In 2013, he was put on the FIFA referees list. His first match as a FIFA referee came on 26 March 2013 between Germany and Bulgaria in the 2013 UEFA European Under-17 Championship elite round. Raczkowski refereed his first UEFA club competition match on 18 July 2013 in the Europa League second qualifying round between Irtysh Pavlodar and Široki Brijeg.

He officiated his first senior international match on 27 May 2014 between Japan and Cyprus. Raczkowski was selected as an official for the 2015 UEFA European Under-17 Championship, his first national team tournament as referee. In March 2016, he was selected as an additional assistant referee for UEFA Euro 2016.

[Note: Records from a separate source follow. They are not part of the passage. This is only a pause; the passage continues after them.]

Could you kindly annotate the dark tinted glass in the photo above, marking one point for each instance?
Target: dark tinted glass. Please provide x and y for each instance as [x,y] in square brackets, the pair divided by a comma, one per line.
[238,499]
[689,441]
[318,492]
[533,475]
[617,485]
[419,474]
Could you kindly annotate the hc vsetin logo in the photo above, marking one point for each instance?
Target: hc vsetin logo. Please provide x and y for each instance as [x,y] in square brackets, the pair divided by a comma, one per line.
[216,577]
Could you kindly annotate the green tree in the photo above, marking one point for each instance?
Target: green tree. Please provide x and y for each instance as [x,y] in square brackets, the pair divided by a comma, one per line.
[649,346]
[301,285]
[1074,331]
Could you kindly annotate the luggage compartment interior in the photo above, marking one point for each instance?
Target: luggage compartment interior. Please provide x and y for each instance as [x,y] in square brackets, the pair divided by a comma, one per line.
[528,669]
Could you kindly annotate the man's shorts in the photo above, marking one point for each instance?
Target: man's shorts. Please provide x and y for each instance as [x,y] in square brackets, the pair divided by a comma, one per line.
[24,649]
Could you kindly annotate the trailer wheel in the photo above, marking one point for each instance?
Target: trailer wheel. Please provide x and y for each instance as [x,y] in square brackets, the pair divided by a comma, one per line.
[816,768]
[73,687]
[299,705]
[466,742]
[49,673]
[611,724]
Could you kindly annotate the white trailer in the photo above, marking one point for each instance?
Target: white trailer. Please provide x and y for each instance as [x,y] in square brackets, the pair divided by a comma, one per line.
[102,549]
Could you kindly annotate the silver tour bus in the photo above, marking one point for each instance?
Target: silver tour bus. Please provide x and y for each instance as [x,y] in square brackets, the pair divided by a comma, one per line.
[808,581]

His first competitive international as referee was on 10 October 2016 between Gibraltar and Belgium in 2018 FIFA World Cup qualification.

In 2019, he was selected to officiate in the 2019 Polish Super Cup between Piast Gliwice and Lechia Gdańsk.
Raczkowski has officiated matches in various other countries, including Japan (in the 2014 J.League Division 1), Moldova (for the 2016 Moldovan Cup Final), Saudi Arabia (in the Saudi Professional League and King Cup) and Türkiye (as VAR in Süper Lig).